OpenAI has officially closed a historic funding round. The company raised $6.6 billion in a deal that valued the company at more than $150 billion and brought in a host of high-profile investors, including Nvidia, Thrive Capital and MGX, an investment firm backed by the United Arab Emirates.

The other firms that participated in the round are less famous for their business acumen and more for being some of Silicon Valley’s most prolific bubble chasers.

Among them was SoftBank, which was famous poured $18.5 billion into WeWorksupporting its co-founder Adam Neuman until the end, even though he left the company in ruins and raised more than 1 billion dollars on his way out.

SoftBank CEO Masayoshi Son, known for his distinctive investment style, is said to have Neumann said that he “wasn’t crazy enough”. SoftBank has a history of big bets that never paid off, such as a robotic pizza-making startup, Zume, that got chewed out. 445 million dollars before bankruptcy. SoftBank’s Vision Fund pa massive loss in 2023 and has recently been selling or writing off assetsthe dismissal of employees and the slowing down of the pace of new investments.

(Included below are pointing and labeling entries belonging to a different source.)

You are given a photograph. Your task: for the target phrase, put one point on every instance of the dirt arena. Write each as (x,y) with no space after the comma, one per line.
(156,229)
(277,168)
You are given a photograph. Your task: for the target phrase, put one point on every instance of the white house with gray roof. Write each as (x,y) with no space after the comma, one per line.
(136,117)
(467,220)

Tiger Global is also one of the firms that OpenAI supported in this latest round of funding. In 2021, the firm led the charge of so-called crossover funds, a group of investors that flooded Silicon Valley with Wall Street moneysparking a deal frenzy and driving startup valuations to unsustainable levels. But the strategy ultimately backfired when valuations fell in 2022, leaving surplus funds and painful loss.

A partner at a top venture capital firm told Business Insider that OpenAI’s “funding looks very 2021,” referring to the VC frenzy from that year that produced a slew of overpriced deals.

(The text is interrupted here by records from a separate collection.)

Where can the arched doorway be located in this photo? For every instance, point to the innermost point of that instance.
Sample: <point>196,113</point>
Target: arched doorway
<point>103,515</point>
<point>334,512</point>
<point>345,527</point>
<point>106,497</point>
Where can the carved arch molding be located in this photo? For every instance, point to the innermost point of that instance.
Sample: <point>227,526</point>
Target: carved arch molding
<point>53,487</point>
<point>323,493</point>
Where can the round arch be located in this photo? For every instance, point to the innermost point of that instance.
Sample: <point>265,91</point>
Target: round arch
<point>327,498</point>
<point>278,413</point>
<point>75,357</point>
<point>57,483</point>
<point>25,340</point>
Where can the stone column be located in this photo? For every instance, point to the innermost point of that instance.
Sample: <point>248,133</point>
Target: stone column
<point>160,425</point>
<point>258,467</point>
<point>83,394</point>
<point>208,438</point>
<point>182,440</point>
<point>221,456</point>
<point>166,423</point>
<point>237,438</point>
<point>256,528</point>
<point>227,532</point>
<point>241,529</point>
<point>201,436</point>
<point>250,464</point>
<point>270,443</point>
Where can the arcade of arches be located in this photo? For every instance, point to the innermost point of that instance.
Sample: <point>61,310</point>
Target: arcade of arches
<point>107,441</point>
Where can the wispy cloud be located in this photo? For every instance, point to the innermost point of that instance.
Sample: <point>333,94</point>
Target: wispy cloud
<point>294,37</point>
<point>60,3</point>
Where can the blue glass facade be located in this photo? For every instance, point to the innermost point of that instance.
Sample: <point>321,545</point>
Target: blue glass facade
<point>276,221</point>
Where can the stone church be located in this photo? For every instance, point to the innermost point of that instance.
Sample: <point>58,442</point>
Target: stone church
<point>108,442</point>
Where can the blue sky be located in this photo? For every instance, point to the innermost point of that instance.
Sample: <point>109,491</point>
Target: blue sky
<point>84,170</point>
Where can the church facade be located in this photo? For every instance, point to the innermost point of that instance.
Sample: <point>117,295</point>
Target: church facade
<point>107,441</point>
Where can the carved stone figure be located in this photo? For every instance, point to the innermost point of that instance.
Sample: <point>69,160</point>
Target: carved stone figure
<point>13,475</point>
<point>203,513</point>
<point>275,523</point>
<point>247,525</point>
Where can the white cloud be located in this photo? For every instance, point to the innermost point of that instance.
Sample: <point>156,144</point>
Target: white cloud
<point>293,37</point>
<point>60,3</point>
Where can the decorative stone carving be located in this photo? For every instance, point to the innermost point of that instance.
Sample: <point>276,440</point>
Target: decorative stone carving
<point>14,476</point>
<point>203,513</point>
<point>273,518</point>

Cathie Wood’s Ark Venture Fund is doubling its investment in maker ChatGPT, as first reported by BI. Ark has the humiliating distinction of being i the greatest destroyer of wealth of the last decade, losing more than 14 billion dollars with its moon bets on everything from genomics to cryptocurrencies, according to Morningstar.

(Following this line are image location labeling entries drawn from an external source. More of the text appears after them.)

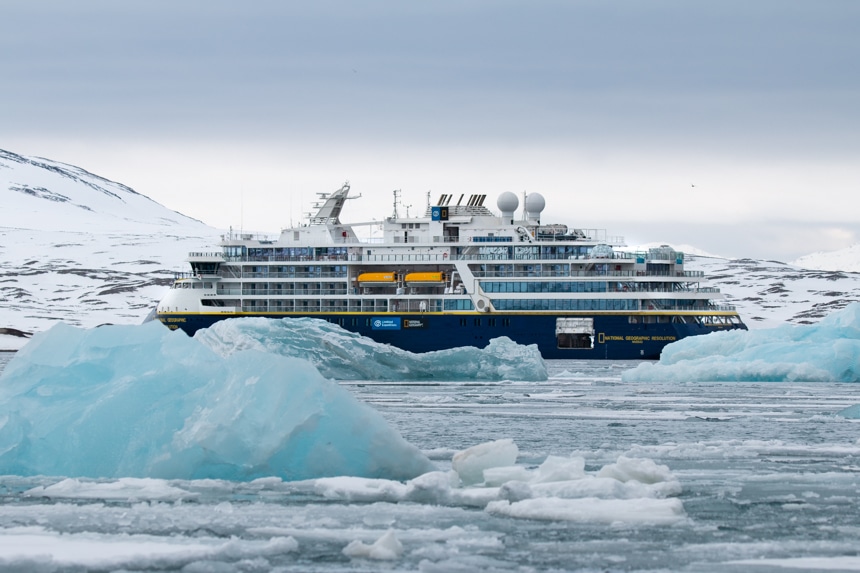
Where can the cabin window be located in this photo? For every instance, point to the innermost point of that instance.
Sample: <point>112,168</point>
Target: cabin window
<point>574,333</point>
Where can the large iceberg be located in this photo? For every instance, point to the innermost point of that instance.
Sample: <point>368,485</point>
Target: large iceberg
<point>342,355</point>
<point>828,351</point>
<point>142,401</point>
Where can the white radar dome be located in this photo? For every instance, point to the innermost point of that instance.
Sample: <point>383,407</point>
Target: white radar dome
<point>508,203</point>
<point>535,204</point>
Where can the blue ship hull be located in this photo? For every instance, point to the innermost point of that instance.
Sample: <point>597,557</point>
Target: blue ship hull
<point>615,337</point>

You’d be forgiven for wondering if the proven track record of these investors getting to the top is a bad indicator of OpenAI’s ability to grow at its stunning valuation. The company, which two years ago was a relatively unknown research collective, is now worth as much as Goldman Sachs or AT&T.

Conspicuously absent from OpenAI’s list of investors was Apple, which it is said to have reneged on the deal at the 11th hour. This comes just a few months after the two companies announced a partnership with him integrate OpenAI technology on Apple devices. One can’t help but wonder why Apple CEO Tim Cook would be willing to put ChatGPT into the hands of Apple’s billions of users, but not want to invest in the company that makes it.

Cook has developed a reputation in Silicon Valley as a steady and reliable counterweight to Tesla CEO Elon Musk and his ilk. Apple’s involvement in OpenAI’s funding round may have gone a long way toward allaying doubts about OpenAI palace intrigue and general chaotic atmosphere.

A few weeks ago, this funding round was being talked about as the arrival of the adults in the room. Looks like they may have ended up with some wild teenagers.